Requesting a Letter of Recommendation
I am committed to assisting students in their academic and professional pursuits, and I am happy to support you with recommendation letters provided that you 1) give me enough lead time (I like to have a month if possible) and 2) follow the directions below, being careful not to skip any steps. This may involve considerable work on your part but I believe the letter I write will be much stronger for your effort.
Note: I will only write recommendations for students who waive their right to view the recommendation. Recommendations carry little weight when the student has not waived this right.
Read "Letters of Recommendation for Graduate School: Student Guide" from Dickinson College. It gives you a quick overview of what you should keep in mind and what you should do. I have slightly modified their list of materials (see below).

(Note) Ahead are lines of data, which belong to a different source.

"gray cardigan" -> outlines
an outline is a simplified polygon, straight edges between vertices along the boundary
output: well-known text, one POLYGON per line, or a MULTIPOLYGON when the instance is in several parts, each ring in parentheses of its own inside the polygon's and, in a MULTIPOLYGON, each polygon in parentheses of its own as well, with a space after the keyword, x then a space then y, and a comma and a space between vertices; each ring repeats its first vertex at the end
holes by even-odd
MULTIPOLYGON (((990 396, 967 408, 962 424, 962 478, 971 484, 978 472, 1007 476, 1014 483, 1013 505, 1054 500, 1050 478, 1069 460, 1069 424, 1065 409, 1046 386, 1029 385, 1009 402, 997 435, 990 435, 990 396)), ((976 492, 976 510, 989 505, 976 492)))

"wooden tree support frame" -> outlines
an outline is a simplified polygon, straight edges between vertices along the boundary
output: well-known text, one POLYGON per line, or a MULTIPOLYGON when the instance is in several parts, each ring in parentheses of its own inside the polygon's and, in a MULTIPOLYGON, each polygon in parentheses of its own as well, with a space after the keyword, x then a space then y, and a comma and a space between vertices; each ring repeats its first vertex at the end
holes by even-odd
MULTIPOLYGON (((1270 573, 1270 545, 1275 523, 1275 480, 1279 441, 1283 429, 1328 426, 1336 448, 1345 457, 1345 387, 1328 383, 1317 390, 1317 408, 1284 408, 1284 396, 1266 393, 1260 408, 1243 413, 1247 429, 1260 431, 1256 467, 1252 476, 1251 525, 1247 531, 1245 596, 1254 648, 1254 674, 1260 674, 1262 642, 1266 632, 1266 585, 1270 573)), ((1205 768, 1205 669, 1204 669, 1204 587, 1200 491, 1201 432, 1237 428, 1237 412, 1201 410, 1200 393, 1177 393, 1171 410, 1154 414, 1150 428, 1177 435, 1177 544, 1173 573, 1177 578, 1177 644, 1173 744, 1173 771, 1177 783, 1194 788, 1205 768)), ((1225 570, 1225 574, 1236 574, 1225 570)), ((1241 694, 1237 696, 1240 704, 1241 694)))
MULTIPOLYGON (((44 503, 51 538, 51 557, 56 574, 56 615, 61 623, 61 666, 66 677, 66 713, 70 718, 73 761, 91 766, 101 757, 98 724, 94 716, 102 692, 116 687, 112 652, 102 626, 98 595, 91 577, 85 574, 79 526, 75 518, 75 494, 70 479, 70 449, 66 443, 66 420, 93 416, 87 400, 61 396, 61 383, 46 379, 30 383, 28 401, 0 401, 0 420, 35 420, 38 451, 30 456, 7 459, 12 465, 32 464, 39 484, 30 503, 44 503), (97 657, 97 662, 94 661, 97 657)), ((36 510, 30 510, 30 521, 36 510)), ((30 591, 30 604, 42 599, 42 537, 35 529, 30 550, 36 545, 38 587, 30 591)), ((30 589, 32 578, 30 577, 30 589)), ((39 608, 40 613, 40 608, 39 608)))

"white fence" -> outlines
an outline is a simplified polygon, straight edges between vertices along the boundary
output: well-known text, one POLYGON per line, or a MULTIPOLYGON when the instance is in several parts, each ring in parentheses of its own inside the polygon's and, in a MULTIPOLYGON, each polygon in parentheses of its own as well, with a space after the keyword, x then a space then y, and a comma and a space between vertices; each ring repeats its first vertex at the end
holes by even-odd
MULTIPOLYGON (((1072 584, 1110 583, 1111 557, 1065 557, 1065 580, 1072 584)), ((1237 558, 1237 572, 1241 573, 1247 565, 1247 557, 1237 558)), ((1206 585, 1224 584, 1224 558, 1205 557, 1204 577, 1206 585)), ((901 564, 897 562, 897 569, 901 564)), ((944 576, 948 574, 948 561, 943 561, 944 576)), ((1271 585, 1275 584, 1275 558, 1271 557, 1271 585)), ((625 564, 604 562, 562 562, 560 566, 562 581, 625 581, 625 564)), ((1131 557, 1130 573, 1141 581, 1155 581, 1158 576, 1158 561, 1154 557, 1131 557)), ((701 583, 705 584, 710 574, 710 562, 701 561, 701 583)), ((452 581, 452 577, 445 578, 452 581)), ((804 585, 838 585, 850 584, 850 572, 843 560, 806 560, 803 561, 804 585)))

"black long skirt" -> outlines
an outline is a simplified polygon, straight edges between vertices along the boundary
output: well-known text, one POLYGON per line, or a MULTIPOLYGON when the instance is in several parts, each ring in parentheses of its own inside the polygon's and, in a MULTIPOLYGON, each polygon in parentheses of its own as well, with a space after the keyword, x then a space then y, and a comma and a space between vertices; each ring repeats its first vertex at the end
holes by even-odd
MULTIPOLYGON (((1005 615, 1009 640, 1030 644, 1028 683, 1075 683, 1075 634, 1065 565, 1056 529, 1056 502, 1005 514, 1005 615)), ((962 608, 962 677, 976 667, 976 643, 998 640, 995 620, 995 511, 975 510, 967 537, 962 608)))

Read "Letters of Recommendation for Graduate School: For Faculty" from Harvard College. This will help you better understand what kind of information will be useful to me when I write your letter.
- Send me:
- A detailed and specific list of strengths, qualities, etc., you would like me to emphasize in your letter along with detailed and specific examples that reveal these strengths and qualities. Students often have trouble with this last element, and give me a list of only very general strengths without the kind of specific evidence that would make them stand out from other applicants. Remember, as the Harvard piece says, my recommendation letter should present a well-documented evaluation, providing sufficient evidence and information to help a selection committee in making its decision. Mention specific assignments, essays, exams, events etc. that you believe demonstrate the qualities you want me to discuss; don't just say, "I performed well on homework and exams." My memory has faded with age and I need your assistance if I am going write a convincing letter.
My recommendation will generally be organized around 1) scholarly capabilities, intellectual preparation and promise of productive research, 2) relevant professional experience or preparation specific to a proposed project, and 3) personal character. I will obviously have in mind my own list of strengths and examples to support them, but the more you specifics you provide me with the better will be your recommendation. Avoid modesty.
- Your resume. Feel free to add additional elements to your professional resume as you see fit.
- An unofficial copy of your transcripts.
Please assemble all these materials and send them to me in a single email if possible. If it turns out that you want to apply to an additional program after you send me your materials, I can handle that. If materials trickle in over time, I have a hard time keeping straight what you are asking me to do.